Switzerland may be small, but it’s a diplomatically and economically crucial country. It is home to numerous multinational corporations, from banks to food, pharmaceutical or chemical companies, many of which rank in the Fortune Global 500. It also hosts key international organizations, notably the UN agencies as well as non-governmental organizations ranging from the International Football Federation (FIFA) (See FIFA’s Shame corruption article) to the International Union for Conservation of Nature (IUCN), the YMCA and the Aga Khan Foundation. The decisions and policies adopted by these Swiss-registered organizations obviously have global implications.
Yet, Switzerland is still way behind many advanced nations in protecting whistleblowers and bullied employees. Its first motion to protect whistleblowers was put forward in 2003. Since 2008, a draft law has been winding its way through the various consultative processes of the Swiss legislature. However, in a surprisingly reverse trend following years of debate, Swiss legislators opted last March to bury the proposed draft law leaving outspoken proponents of public accountability without any form of real protection.

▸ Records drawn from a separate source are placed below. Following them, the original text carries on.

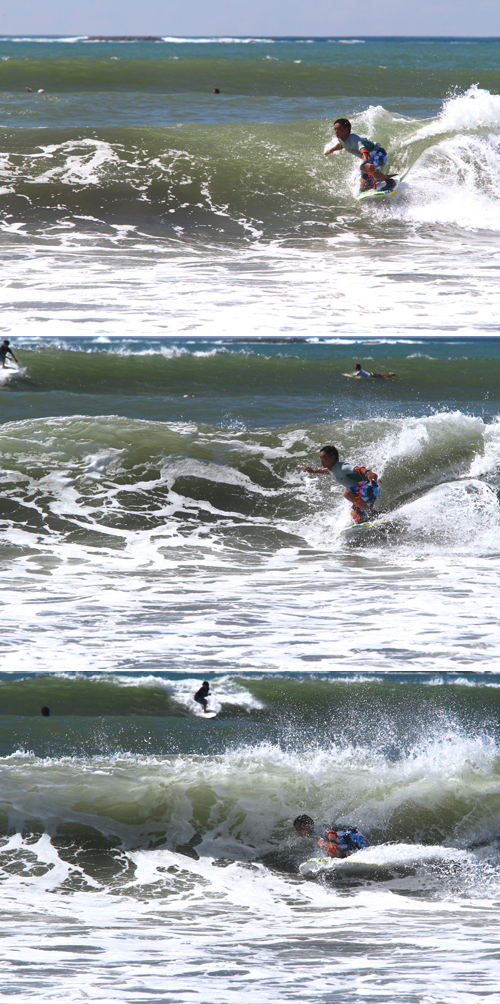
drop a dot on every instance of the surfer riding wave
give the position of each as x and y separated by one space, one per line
372 156
361 485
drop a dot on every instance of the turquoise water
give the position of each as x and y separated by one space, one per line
188 283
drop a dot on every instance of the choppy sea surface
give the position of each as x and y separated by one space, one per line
186 282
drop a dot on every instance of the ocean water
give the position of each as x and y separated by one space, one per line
187 283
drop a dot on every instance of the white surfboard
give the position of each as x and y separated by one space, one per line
362 526
399 857
373 194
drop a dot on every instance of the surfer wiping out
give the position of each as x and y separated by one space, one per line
358 371
335 842
361 486
372 156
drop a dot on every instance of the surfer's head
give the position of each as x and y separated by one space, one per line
328 455
304 825
341 128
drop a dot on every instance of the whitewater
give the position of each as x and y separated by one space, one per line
188 283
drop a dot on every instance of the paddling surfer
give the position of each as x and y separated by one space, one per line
359 371
372 156
360 485
335 842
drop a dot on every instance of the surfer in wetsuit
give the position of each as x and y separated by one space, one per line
360 486
358 371
202 694
372 156
336 842
4 351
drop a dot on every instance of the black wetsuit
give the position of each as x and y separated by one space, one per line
202 697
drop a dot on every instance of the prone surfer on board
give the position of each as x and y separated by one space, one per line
361 486
359 371
372 156
335 842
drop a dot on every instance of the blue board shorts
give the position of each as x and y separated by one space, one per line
379 158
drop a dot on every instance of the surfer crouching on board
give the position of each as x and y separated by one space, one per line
359 371
202 694
361 486
372 156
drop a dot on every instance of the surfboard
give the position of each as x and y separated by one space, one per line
373 194
315 865
362 526
402 858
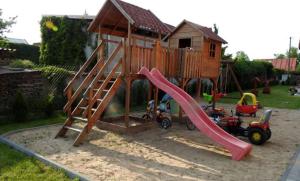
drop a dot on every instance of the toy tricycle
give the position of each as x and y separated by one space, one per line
258 132
243 107
164 107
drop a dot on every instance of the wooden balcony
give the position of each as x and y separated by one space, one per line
179 63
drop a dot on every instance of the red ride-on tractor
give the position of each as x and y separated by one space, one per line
247 105
258 132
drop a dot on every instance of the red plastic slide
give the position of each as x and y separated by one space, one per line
237 148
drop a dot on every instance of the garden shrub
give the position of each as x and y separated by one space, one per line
49 105
246 71
22 64
24 51
65 44
19 108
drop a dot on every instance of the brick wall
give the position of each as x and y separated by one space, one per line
30 83
4 61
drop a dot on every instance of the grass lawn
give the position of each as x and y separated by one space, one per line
279 98
17 166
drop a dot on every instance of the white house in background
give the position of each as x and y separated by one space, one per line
17 41
88 50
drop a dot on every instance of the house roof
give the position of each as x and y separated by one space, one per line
137 16
283 64
16 40
207 32
84 16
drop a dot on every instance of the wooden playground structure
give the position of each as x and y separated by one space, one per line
126 44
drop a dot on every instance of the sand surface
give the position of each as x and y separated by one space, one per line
174 154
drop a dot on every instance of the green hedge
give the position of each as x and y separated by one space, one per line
24 51
247 70
64 43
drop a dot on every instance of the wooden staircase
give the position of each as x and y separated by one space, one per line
95 92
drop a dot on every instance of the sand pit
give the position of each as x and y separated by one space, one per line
174 154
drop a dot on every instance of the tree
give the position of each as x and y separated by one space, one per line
223 55
4 28
279 56
5 24
216 29
241 56
293 53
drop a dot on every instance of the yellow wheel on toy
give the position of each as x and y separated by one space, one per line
257 136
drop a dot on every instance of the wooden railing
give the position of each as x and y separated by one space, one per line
186 63
141 56
84 84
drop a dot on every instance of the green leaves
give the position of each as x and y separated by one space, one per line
64 42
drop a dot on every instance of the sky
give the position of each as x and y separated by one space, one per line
258 27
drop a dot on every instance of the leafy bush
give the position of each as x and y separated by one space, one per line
24 51
49 105
22 64
19 108
65 44
247 70
52 73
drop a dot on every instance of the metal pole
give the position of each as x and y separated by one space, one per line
289 60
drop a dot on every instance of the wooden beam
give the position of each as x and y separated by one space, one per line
198 89
127 100
155 103
116 25
150 89
128 58
236 81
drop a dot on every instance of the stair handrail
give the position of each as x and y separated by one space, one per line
72 98
99 74
101 88
83 67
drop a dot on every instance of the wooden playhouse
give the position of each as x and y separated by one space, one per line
130 38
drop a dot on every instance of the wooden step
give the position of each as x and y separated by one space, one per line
80 118
98 100
73 129
84 108
110 82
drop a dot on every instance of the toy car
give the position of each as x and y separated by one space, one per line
258 132
164 107
244 107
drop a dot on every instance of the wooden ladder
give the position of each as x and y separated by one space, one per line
99 90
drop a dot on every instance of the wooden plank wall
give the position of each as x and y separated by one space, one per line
185 63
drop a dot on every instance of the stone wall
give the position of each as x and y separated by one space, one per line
29 82
4 61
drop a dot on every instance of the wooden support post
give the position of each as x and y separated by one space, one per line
214 92
127 100
101 49
182 86
69 97
150 89
236 81
158 62
198 89
128 55
155 103
89 107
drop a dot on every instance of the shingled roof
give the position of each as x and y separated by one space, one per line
207 32
137 16
143 18
282 64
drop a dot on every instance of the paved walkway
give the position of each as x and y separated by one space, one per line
293 171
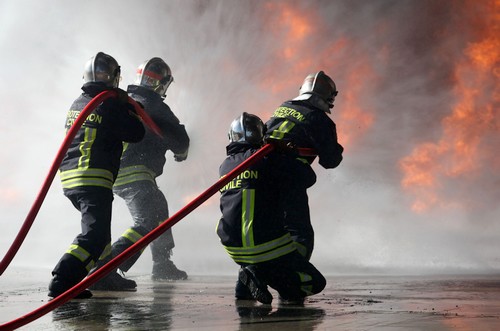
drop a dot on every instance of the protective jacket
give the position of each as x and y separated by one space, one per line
93 157
252 225
305 126
145 160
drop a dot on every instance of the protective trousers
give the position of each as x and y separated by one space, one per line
296 205
292 276
149 208
95 206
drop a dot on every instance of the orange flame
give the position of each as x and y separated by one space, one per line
296 29
464 151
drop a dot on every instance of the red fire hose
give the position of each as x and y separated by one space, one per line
140 244
28 222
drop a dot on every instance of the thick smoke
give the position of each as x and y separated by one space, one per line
404 69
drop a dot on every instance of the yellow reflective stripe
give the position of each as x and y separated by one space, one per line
135 173
86 177
258 258
301 248
85 147
285 239
90 265
247 213
305 278
78 252
302 160
86 172
263 252
132 235
284 128
106 252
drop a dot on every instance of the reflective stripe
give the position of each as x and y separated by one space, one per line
78 252
133 174
132 235
301 248
86 146
90 265
263 252
306 278
106 252
86 177
284 128
247 213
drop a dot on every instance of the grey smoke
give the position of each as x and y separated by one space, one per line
226 58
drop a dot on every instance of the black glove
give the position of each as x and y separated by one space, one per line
180 157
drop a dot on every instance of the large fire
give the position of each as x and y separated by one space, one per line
465 150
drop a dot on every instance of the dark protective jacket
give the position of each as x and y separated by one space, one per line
252 225
308 127
145 160
93 157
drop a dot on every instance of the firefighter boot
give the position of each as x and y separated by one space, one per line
57 286
258 289
114 282
166 270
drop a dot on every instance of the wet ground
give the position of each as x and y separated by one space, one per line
207 303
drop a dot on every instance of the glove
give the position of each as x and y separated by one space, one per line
180 157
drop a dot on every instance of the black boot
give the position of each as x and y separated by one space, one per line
258 289
58 286
114 282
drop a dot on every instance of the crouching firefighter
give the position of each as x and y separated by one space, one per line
252 226
89 169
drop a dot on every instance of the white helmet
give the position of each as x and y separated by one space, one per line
102 68
155 75
247 127
319 89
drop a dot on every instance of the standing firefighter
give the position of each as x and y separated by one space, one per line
303 123
90 167
141 164
252 228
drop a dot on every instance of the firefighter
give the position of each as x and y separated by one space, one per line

So far, there is no new initiative in sight since Swiss legislation’s imposing of professional or business secrecy on employees, which hinders them from speaking out. They are prohibited from disclosing information they acquire in their workplace, including eventual misdeeds of their employers, whether corruption, the deliberate mishandling of data or office abuse. Citizens reporting such suspicions risk judicial measures, including penal sanctions.
Swiss-based managers, however, often have global overviews of their organization’s operations. They are in the best position to warn of corruption or administrative malfunctions across the world. Yet they often fall under the jurisdiction of restrictive Swiss labour law and judiciary system, which on numerous occasions have proven dysfunctional or shockingly lax — to the advantage of employers rather than the public interest.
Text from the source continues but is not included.